Minimum coverage car insurance in Rhode Island consists of liability-only protection: bodily injury liability at $25,000 per person and $50,000 per accident, plus $25,000 in property damage liability. This coverage pays for injuries and property damage you cause to others in an at-fault accident. It does not repair or replace your own vehicle, cover your own medical bills, or protect you if an uninsured driver hits you.
  • You rear-end a car at a stoplight in Providence. The other driver has $18,000 in medical bills and their vehicle sustains $9,000 in damage. Your minimum liability coverage pays the full $27,000 because it falls within your $25,000 per person bodily injury limit and $25,000 property damage limit. Your own vehicle's $4,500 in front-end damage is not covered — you pay that out of pocket or file through collision coverage if you carry it.
  • You lose control on I-95 and strike two vehicles. Driver A has $30,000 in medical bills, Driver B has $22,000 in medical bills, and combined property damage totals $28,000. Your $50,000 per-accident bodily injury limit covers both drivers' medical costs, but your $25,000 property damage limit leaves you personally liable for the remaining $3,000 in vehicle repairs.
  • An uninsured driver runs a red light and totals your car, causing $14,000 in vehicle damage and $8,000 in your medical bills. Minimum coverage provides zero compensation because liability insurance only pays for damage you cause to others. Without uninsured motorist coverage or collision coverage, you absorb the full $22,000 loss.

Who Needs Minimum Coverage Car Insurance Insurance?

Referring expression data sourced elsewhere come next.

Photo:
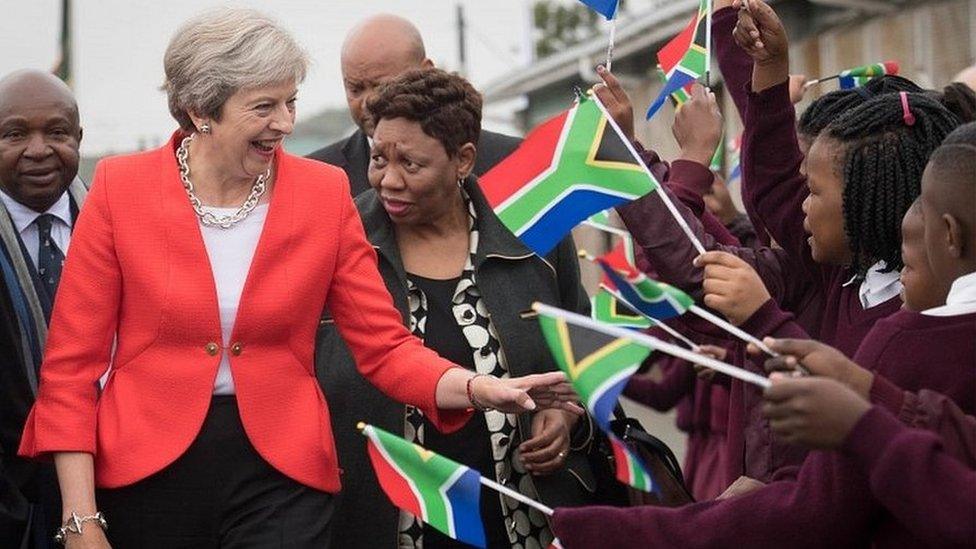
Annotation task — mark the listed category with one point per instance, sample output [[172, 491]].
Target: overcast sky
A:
[[119, 45]]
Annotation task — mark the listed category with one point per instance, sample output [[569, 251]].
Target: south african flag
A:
[[567, 169], [684, 58], [599, 366], [437, 490]]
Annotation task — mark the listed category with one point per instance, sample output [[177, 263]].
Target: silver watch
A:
[[75, 524]]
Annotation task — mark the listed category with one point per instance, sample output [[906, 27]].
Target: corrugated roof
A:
[[639, 34]]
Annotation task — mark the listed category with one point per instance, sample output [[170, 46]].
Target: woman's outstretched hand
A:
[[524, 394]]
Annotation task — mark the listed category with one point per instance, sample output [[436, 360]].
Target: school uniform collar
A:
[[961, 299], [877, 286], [23, 217]]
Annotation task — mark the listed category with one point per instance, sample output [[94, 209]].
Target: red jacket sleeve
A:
[[734, 63], [929, 489], [386, 353], [771, 180], [83, 327], [828, 506]]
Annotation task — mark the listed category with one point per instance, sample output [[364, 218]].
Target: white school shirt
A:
[[24, 217], [231, 251], [961, 299]]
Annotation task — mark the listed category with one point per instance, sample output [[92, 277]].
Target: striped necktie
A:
[[50, 258]]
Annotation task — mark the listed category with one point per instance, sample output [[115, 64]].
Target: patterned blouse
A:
[[527, 527]]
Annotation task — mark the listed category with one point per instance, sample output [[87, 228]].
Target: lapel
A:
[[189, 251], [495, 240], [356, 151], [380, 233]]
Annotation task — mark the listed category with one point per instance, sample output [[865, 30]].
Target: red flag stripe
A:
[[393, 483], [532, 158]]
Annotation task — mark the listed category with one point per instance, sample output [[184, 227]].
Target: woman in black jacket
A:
[[461, 280]]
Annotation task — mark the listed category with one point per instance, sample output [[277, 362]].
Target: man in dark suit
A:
[[375, 51], [40, 195]]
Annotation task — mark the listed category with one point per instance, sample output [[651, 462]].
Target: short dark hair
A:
[[446, 106], [884, 157]]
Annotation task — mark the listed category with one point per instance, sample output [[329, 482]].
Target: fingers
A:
[[543, 380], [545, 448], [798, 348], [782, 363]]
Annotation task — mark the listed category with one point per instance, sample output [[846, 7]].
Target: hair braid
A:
[[884, 158]]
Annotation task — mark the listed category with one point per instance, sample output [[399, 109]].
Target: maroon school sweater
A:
[[831, 504]]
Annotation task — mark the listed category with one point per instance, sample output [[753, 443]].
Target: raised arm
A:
[[772, 183]]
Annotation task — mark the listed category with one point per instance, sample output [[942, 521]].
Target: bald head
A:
[[949, 205], [376, 51], [39, 138], [967, 76]]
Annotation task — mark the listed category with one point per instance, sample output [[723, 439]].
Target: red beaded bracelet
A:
[[474, 403]]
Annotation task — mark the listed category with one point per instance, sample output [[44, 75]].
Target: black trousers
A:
[[219, 494]]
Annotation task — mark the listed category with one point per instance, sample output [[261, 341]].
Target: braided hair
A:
[[884, 154], [827, 107]]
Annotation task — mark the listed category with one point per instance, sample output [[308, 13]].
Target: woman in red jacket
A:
[[196, 278]]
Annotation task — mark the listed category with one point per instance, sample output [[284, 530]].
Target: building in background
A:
[[932, 41]]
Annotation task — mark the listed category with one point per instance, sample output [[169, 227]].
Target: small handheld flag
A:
[[599, 367], [606, 8], [662, 301], [648, 341], [858, 76], [685, 58], [437, 490]]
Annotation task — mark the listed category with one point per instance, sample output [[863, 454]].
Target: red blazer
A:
[[138, 270]]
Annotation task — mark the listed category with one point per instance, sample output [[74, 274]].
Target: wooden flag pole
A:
[[654, 343], [668, 329], [708, 45], [737, 332], [361, 426], [506, 491], [810, 83], [660, 191]]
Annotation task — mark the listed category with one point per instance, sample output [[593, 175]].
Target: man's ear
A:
[[955, 236], [466, 156]]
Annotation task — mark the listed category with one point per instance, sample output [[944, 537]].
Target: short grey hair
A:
[[219, 52]]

Minimum coverage makes sense for drivers with older vehicles worth less than $3,000–$4,000, where collision and comprehensive premiums exceed the car's value. It works for drivers who can afford to replace their vehicle out of pocket and want the lowest legal premium. New Rhode Island residents confirming state requirements often start here and add coverage after comparing costs.
Compare your vehicle's current value to the annual cost of adding collision and comprehensive coverage. If your car is worth $5,000 and full coverage costs $800 more per year than minimum coverage, you break even in six years — consider the higher coverage. If your car is worth $2,000 and full coverage adds $700 annually, minimum coverage is the rational choice unless you need gap protection for a loan.

How Much Does Minimum Coverage Car Insurance Insurance Cost?

Rhode Island minimum coverage typically costs $45–$85 per month, or $540–$1,020 annually, for drivers with clean records.
  • Driving record — a single at-fault accident in the past three years raises minimum coverage premiums 20–40 percent in Rhode Island.
  • Location within Rhode Island — Providence and Pawtucket drivers pay 15–25 percent more than drivers in rural Washington or Kent County due to higher accident and theft rates.
  • Age and experience — drivers under 25 or over 70 face 30–60 percent higher minimum coverage rates due to actuarial risk profiles.
  • Credit-based insurance score — Rhode Island allows credit scoring for auto insurance, and poor credit can double minimum coverage premiums compared to excellent credit.
  • Vehicle type — minimum coverage costs vary little by vehicle since it covers others' property, not your own, but high-performance cars signal risk and raise rates 10–20 percent.